Geboren in den letzten Zügen der Industrialisierung 1893.

Zur Jahrhundertwende fürchteten sich meine Eltern vor den politischen Umstürzen. Die Menschen schafften den Adel ab, verabscheuten uns. Im Jahre 1903 entschloss sich meine Familie, das Land zu verlassen. Ich liebte die Burg bei Prag, den Zauber, welchen sie versprühte, die Geschichten meines Vaters, die alten Rituale. Doch all das ließen wir zurück. Mein Vater bestand darauf, dass wir dies alles vergessen sollten und niemals zurückblicken durften.

Er beschwor uns auf der Überfahrt nach Amerika. Auf dem kalten Schiffsdeck zog er meinen Bruder und mich zur Seite. Er sprach auf uns ein, flehte uns an, dass wir nie wieder über Magie reden sollten. Nur eines gab er uns mit. Einen alten Zauber, damit unsere Kinder nie die Welt der Geister erblicken würden.

Wirklich, es funktionierte. Ich fand einen Mann, brachte zwei zauberhafte Kinder zur Welt. Gelegentlich entdeckte ich Geister, doch sprechen tat ich nie darüber. Manchmal aber erwischten sie mich, wie ich mit einem Toten diskutierte, aber sie taten es als eine Absonderheit ab. Erst meiner Enkeltochter erzählte ich die alten Geschichten. Womöglich lag es an meinem hohen Alter, meinem Erlebten, den Verlust meines Erbes. Denn mein Mann erkrankte an Krebs, die Kosten überschlugen sich, nur das Haus konnte ich halten. Auch meine Tochter starb noch vor mir. Meine Enkelin wurde zu meinem Lebensinhalt. Sie kümmerte sich um alles, bis sie selbst einen Mann traf und mit ihm drei Kinder zur Welt brachte.

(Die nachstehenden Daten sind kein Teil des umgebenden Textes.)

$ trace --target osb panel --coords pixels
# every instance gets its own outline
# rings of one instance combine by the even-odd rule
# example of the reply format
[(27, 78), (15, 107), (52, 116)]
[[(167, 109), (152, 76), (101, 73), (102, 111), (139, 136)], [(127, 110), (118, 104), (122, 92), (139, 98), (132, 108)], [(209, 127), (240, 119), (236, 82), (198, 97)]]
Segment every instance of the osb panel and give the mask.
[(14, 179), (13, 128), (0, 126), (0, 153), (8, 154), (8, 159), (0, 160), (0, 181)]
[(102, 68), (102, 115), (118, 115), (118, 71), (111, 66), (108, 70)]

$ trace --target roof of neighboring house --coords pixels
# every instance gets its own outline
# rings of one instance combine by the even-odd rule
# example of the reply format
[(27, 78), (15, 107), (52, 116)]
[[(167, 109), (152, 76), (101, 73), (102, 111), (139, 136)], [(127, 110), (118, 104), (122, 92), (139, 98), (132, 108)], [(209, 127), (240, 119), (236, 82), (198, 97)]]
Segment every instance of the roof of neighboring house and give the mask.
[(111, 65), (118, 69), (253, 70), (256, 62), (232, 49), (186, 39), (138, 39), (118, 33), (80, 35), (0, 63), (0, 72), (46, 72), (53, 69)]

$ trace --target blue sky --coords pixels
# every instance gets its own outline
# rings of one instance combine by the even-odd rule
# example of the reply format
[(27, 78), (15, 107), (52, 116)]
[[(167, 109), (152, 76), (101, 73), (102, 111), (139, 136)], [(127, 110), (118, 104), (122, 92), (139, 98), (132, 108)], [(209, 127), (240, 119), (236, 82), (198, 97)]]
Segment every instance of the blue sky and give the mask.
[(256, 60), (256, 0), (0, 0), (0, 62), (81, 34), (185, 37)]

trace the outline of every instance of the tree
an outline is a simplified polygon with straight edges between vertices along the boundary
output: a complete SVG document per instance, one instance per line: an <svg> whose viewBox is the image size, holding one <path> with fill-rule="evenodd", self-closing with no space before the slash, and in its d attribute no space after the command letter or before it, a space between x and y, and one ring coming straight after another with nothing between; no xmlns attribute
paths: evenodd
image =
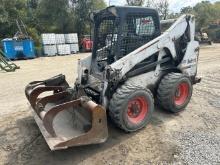
<svg viewBox="0 0 220 165"><path fill-rule="evenodd" d="M126 0L129 6L142 6L145 0Z"/></svg>
<svg viewBox="0 0 220 165"><path fill-rule="evenodd" d="M180 10L180 13L181 14L192 14L194 11L193 11L193 8L191 6L186 6L186 7L183 7L181 10Z"/></svg>

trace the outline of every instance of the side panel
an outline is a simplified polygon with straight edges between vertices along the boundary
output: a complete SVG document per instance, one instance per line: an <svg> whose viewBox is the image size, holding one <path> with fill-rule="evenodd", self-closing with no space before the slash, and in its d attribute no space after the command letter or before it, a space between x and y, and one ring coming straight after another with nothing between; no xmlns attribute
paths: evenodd
<svg viewBox="0 0 220 165"><path fill-rule="evenodd" d="M198 56L199 43L197 41L191 41L187 45L185 56L178 68L188 76L196 76Z"/></svg>
<svg viewBox="0 0 220 165"><path fill-rule="evenodd" d="M78 82L79 83L81 82L81 78L82 78L84 71L86 69L88 70L88 73L90 73L91 61L92 61L91 55L78 61L77 72L78 72Z"/></svg>

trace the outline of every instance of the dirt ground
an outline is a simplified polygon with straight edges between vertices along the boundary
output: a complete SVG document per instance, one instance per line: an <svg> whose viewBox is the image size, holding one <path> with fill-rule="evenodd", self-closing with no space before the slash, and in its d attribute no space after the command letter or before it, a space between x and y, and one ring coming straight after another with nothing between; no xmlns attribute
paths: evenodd
<svg viewBox="0 0 220 165"><path fill-rule="evenodd" d="M126 134L109 123L106 143L52 152L24 95L25 85L63 73L73 84L77 59L87 54L16 61L21 69L0 72L0 164L220 164L220 45L202 47L198 75L186 110L156 107L152 122Z"/></svg>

Um eines der Kinder sorge ich mich. Denn seine Augen zeigen mir die alte Magie, sie erinnern mich an meinen Vater, welcher einst stolz hinter seinem Schreibtisch saß. Ich vergötterte meinen Vater, seine Geduld, sein Wissen, seine Intelligenz, seine Zauber. Er wirkte immer so stark, so unbeugsam. Aber als der Tot auch ihn heimsuchte, war davon nichts mehr geblieben. Wir verloren unsere Vergangenheit, unser Wissen, unsere Kraft. Das Letzte was er zu mir sagte:

„Krisi – es wird eine Zeit kommen, in der die Magie wieder auferstehen wird.“ Anschließend schloss er seine Augen und ließ mich weinend zurück.

Dies hier ist mein letzter und einziger Eintrag. Das Buch werde ich anschließend dem Feuer übergeben. Meine Hoffnung beruht auf meinem mittleren Ur-Enkel. Er ist es, der die Magie noch nicht verloren hat und er wird stark sein, denn er konnte meinen Fluch umgehen. Keine Ahnung, wie er es schaffte, dennoch scheint er eine unglaubliche Kraft zu besitzen. Wenn ich aufblicke, sehe ich ihn lauern, den Tod, er empfängt mich und ich freue mich darauf, die Verlorenen wiederzusehen. Nur um meinen Ur-Enkel trauere ich.

Aron, die Zukunft der Menschen liegt in deiner Hand.

Kristine von Schönfeld verstarb im hohen Alter von fünfundneunzig Jahren. Der Name Von Schönfeld entstammt einem böhmischen Adelsgeschlecht, die Burg bei Prag fiel durch die langanhaltende russische Besatzung an den Staat. Da liegt sie nun im Verborgenen und wartet. Nie wieder konnte sie betreten werden, denn ein seltsamer Zauber lag auf ihr. Sobald man nur in ihre Nähe kam, spürte man eine merkwürdige Energie und wenn man sie berührte, glich es einem Stromschlag. So erzählten sich die Menschen die gruseligsten Geschichten. Aber was wartet an diesem Ort? Könnte man dieses Bauwerk von seinem Fluch befreien? Oder würde sie den Naturgewalten zum Opfer fallen und auf ewig vor sich hin vegetieren, bis sie endgültig zerfällt?